Hi! Could someone help me find a correct implement...
# help
r
Hi! Could someone help me find a correct implementation for the following case? Let’s say we have the following hierarchy: Group A Group B Resource 1 Group C Resource 2 Groups and resources share the same permissions: * A group/resource can have one owner * A group/resource can have one or more editors * A group/resource can have one or more viewers Nesting can possibly be deeper. Users can create groups and resources dynamically. If a principal is an owner of
Group A
, it owns all lower groups/resources. So in the example, it also has an ownership role of
Group B
,
Group C
,
Resource 1
and
Resource 2
We currently use Authzed as a relational permission system. But we are investigating other solutions because we want attribute-based permissions in the near future and came across Cerbos! I’m aware of the hierarchy functions, but we’re struggling with the correct way to represent the above. Could someone point us in the right direction?
c
Hi.
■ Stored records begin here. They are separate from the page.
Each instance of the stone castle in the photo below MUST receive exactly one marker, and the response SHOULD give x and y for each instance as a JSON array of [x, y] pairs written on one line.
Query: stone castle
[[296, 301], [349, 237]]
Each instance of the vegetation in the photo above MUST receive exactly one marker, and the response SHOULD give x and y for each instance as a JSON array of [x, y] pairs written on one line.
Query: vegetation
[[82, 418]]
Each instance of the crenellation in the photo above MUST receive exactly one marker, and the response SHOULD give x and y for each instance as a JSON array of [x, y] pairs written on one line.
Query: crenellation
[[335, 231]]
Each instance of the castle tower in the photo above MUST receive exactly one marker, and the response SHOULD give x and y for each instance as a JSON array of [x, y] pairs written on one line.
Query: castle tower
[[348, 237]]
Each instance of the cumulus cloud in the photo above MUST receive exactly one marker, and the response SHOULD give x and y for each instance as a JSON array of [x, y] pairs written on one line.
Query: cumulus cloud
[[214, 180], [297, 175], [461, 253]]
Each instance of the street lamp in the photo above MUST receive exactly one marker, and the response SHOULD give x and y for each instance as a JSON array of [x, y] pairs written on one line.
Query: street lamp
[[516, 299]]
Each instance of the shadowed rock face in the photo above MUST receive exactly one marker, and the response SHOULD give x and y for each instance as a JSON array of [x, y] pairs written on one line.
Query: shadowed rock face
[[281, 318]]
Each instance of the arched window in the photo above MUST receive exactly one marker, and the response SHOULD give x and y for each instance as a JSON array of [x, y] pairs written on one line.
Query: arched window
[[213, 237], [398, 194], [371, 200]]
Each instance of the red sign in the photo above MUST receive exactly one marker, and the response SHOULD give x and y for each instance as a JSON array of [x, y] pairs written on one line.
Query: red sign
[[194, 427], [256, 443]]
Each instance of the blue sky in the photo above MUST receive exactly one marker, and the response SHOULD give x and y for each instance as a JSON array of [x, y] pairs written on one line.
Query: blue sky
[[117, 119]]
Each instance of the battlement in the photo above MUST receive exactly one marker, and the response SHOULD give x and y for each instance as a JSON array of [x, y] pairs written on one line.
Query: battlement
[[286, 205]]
So, usually how hierarchies are used in Cerbos is by sending the hierarchy membership information for both the principal and the resource and writing rules that check for overlaps between those two. Say, for example, user Alice is an editor of Group B and owner of Group D. She's trying to access resource X which is under
Group A > Group B > Group C
. In the request to Cerbos, the principal (Alice) would have the attributes
editor: ["A.B"]
and
owner: ["D"]
while the resource (X) would have
member_of: "A.B.C"
. A Cerbos policy rule could then infer that Alice is an editor of X because there exists a value in
request.principal.attr.editor
that is an
ancestorOf
the
request.resource.attr.member_of
attribute. Now, if your system has unlimited, dynamically created hierarchies, doing the above is probably not very practical. Since you're already using a Zanzibar system (Authzed), it makes sense to resolve those relationships using that because it is optimized for solving that particular problem. Where Cerbos fits in is at the last stage after the relationships are established. Sure, the user is an editor of the resource. But, are they editing the resource from a trusted network? Are they accessing the resource during working hours? Are they trying to edit a resource that is classified as sensitive? This sort of attribute-driven, contextual decision making is what Cerbos is excellent at. Those kinds of decisions are hard/impossible to model with Zanzibar alone. There's a good synergy between Zanzibar-based systems and Cerbos because they complement each other in areas that they are not strong in. So, it doesn't have to be an either/or decision. It could be both.
r
Hi Charith, Thanks for the response! How many dynamic hierarchies are feasible do you think? In our use case, users have access to maybe max 10 groups 3 levels deep, this would be the extreme case. Most users will have 1-3 groups with a depth of 1. What are your thoughts performance-wise? We would rather use one service than two on the operations side 🙂
c
Hi Robert. Those numbers seem totally reasonable and I don't think they would pose any problems for Cerbos. I'd only start worrying if the number of groups that a user has access to goes up to hundreds or thousands because then the requests to Cerbos will start to get quite large and unwieldy. I don't know too much about your system requirements so the naive solution I came up with above is O(num_groups x num_levels) at the worst case. There are probably cleverer ways to model it given a deeper understanding of the system requirements. For example, it might even be possible to traverse the hierarchies directly in your database using SQL and just sending that as another attribute of the request to Cerbos. That way, you don't have to replicate the complex relationship logic in Cerbos policies and just focus on the ABAC side of things.
r
Oke thanks Charith! I’ll look into the traversing directly in the database, your help is much appreciated!
c
Happy to help. Let us know how you get along with your research.